I often dismiss his compliments as something he has to say and not what is the truth. When making a decision, I’ll ask Jason for his opinion, but then ask my friends for theirs. When I finally take their advice (which is often the same as his), Jason will comment, “Isn’t that what I initially said?”
Danger lurks when another’s words mean more to me than my husband’s.
Two problems can occur when I place a higher value on what people outside of my house say.
First, there is always the potential that a male friend might say something that Satan (and my flesh) will use to introduce comparisons, daydreams, or maybe even butterflies. When a male speaks a compliment to me and it means more than the kind words from the man who shares my bed, there is a problem with my heart. I love how Becky Thompson describes this in her blog post, Beware of Quicksand: How One Stranger’s Comment Changed My Marriage Forever:
Because, you know, the most dangerous threats to our marriage don’t always look like steep drop off. They don’t look like a place that is obviously hazardous that we can easily avoid. Sometimes, the most dangerous threats to our marriage look like a friendship with a coworker, or church member, or that nice single dad in the car-line at school. They look like a safe unassuming kindness of a stranger in the store that makes us think that perhaps we could go back on a different day at the same time and see that nice man again who would pay us more attention.
The second issue is one of respect. When I ignore my husband’s opinions and advice but listen carefully to what my friends say, I’m disrespecting the man I vowed to honor. On the surface, this offense may seem less severe, but it is just as perilous. Wives are called to respect their husbands, and my disobedience negatively affects our relationship.
Wives, respect and obey your husbands in the same way. ~ 1 Peter 3:1a
And the wife should respect her husband. ~Ephesians 5:33b
I need to reset my scale so that I don’t value another’s words more.
- When my husband says something kind, I need to believe it.
- If I ask him for his advice, I need to take it.
- A compliment from another person should not elevate my self-worth.
Resetting the scale begins with God’s Word.

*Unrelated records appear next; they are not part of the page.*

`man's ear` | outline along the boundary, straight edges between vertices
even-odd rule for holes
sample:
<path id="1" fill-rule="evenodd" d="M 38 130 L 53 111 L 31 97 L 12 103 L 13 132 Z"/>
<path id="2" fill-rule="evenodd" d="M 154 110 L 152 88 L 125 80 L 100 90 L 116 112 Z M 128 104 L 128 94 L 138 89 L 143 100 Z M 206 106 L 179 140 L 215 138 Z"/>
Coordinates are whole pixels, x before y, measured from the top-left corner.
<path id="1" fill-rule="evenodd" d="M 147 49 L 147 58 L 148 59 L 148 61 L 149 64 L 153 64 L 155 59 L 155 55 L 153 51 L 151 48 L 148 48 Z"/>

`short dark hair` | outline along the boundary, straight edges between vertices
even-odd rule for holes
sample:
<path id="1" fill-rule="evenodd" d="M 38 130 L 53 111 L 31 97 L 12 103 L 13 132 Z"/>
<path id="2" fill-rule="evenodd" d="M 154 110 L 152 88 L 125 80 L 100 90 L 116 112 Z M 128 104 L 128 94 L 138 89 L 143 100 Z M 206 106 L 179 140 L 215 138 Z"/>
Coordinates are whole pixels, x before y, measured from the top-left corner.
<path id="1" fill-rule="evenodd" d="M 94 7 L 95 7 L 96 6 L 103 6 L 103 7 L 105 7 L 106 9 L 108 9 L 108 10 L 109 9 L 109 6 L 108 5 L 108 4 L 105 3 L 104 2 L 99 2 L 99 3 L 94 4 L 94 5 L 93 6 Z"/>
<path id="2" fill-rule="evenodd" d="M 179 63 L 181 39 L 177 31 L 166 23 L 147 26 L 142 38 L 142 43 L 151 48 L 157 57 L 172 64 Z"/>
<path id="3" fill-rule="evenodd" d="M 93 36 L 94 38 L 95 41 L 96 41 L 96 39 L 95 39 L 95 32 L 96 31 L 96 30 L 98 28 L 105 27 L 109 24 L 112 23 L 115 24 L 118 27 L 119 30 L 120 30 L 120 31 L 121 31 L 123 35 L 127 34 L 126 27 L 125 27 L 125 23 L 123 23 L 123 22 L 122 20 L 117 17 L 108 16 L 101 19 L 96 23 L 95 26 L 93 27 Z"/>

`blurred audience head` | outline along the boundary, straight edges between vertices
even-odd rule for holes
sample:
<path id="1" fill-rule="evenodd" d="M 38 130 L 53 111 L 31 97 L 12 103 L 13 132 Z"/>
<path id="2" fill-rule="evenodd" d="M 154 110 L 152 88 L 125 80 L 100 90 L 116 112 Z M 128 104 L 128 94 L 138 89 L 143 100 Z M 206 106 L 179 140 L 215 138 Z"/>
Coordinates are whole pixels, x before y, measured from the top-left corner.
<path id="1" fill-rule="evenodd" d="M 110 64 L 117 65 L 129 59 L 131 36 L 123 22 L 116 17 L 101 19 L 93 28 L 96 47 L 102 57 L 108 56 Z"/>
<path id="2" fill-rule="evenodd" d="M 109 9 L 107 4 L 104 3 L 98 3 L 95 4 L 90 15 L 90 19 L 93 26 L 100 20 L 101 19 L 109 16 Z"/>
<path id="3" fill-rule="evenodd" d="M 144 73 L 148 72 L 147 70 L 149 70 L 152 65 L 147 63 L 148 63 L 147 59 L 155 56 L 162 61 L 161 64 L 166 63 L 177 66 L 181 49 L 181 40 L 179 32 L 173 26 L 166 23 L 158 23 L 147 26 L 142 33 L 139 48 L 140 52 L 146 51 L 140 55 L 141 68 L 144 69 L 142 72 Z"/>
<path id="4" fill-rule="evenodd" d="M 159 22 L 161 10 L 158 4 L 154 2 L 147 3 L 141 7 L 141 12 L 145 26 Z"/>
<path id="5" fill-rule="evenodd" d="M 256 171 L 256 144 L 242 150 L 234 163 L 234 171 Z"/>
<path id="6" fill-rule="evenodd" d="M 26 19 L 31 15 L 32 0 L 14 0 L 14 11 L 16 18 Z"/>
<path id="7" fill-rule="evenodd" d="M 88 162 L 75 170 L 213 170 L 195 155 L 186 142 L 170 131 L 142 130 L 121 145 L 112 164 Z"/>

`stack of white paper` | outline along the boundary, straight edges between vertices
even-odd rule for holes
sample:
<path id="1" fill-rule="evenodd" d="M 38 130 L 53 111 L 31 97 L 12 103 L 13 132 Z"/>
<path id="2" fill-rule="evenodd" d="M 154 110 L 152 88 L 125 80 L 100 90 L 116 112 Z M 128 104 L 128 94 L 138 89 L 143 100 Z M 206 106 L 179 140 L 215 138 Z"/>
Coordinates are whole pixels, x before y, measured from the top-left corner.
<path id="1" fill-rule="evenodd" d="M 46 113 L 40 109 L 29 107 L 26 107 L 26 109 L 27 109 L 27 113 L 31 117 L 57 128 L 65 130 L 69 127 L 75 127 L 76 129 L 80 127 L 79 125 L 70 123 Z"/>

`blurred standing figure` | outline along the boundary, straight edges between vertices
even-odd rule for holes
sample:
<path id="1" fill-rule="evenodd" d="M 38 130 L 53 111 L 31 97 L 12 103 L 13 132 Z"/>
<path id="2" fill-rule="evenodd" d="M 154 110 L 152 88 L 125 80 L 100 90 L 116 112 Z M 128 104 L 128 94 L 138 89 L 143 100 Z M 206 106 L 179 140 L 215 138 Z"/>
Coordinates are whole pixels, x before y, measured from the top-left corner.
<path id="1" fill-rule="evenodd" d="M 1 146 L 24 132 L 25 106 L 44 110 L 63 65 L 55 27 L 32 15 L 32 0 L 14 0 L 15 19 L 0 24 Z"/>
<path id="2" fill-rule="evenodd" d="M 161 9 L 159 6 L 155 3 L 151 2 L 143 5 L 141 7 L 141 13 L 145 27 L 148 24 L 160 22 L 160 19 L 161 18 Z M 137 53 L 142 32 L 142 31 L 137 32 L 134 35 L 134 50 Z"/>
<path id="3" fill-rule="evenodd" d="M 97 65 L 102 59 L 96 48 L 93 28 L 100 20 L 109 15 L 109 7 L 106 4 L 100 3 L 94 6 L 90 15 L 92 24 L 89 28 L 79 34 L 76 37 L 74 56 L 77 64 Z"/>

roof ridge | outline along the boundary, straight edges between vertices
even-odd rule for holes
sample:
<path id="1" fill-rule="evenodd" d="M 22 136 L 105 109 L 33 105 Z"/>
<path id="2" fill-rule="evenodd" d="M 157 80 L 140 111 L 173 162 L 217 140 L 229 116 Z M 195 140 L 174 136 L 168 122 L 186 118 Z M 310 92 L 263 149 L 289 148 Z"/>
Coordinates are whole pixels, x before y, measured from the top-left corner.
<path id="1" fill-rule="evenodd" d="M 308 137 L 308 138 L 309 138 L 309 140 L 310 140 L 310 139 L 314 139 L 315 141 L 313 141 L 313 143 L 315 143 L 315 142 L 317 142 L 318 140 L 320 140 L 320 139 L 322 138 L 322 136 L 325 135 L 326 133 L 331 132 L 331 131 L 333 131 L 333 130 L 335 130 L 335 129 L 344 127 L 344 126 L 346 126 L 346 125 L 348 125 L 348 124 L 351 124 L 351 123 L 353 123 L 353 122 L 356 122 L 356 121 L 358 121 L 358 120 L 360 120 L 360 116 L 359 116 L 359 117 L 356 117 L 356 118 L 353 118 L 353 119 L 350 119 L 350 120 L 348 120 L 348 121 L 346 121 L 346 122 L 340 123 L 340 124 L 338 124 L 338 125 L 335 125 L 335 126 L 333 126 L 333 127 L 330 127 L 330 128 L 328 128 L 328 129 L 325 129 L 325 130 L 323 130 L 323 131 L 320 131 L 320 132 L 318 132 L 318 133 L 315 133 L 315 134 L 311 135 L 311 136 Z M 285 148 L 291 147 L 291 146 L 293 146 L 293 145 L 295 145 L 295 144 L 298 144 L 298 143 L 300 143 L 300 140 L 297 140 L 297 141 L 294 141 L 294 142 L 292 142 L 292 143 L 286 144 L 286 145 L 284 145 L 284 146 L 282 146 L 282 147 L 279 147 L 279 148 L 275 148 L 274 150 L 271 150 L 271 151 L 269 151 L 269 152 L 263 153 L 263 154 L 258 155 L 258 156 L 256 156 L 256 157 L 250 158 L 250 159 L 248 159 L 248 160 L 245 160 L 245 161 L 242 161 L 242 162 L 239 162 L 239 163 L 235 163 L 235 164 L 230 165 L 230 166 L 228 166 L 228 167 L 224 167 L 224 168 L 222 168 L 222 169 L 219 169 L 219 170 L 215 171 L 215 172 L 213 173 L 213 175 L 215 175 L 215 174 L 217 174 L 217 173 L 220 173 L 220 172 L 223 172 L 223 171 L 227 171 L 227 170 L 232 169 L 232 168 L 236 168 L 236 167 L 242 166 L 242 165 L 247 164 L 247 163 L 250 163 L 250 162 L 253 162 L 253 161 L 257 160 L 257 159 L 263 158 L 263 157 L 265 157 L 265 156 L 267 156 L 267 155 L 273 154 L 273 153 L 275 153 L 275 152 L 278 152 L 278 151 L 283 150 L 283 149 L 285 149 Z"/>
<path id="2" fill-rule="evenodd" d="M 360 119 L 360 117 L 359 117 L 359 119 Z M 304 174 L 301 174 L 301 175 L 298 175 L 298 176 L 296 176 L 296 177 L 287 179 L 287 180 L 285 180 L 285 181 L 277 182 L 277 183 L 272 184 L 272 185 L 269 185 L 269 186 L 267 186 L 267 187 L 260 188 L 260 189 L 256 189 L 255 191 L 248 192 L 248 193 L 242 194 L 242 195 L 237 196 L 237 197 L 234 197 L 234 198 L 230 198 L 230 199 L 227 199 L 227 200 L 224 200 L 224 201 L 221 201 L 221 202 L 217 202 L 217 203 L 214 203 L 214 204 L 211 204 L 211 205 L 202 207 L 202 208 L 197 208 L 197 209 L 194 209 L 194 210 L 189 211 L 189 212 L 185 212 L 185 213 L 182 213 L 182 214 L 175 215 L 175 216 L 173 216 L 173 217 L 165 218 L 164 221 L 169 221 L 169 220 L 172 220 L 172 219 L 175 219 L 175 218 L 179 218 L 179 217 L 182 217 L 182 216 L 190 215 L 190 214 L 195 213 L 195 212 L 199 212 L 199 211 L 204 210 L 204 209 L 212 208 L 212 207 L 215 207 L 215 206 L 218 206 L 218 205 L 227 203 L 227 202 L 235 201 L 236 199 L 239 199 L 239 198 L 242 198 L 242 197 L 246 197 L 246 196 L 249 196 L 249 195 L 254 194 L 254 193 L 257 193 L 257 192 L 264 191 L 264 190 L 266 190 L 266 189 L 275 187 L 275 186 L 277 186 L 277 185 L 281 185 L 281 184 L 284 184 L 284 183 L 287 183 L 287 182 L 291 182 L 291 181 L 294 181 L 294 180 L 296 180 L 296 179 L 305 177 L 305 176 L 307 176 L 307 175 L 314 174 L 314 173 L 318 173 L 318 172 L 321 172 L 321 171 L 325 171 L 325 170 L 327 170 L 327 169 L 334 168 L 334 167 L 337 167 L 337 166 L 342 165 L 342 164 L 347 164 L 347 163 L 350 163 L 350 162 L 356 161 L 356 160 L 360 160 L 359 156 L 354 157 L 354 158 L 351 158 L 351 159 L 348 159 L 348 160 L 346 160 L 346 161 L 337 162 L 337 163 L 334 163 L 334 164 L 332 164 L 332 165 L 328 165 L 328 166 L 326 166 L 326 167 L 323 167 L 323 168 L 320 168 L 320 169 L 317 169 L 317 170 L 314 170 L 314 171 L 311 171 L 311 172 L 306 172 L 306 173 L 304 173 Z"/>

I’m fortunate in that my husband is a kind and wise Christ follower, but I can still gift my husband freedom by seeking my worth in the Word. And it’s true that some spouses communicate the opposite of what God says. They devalue and attack their wives. I don’t know if that is your experience, but if it is, please know that what God says about you is the absolute truth. God’s Word about our worth must overshadow the words of everyone else.
Do you ever struggle with allowing another’s words to mean more than the words of your husband or the Lord?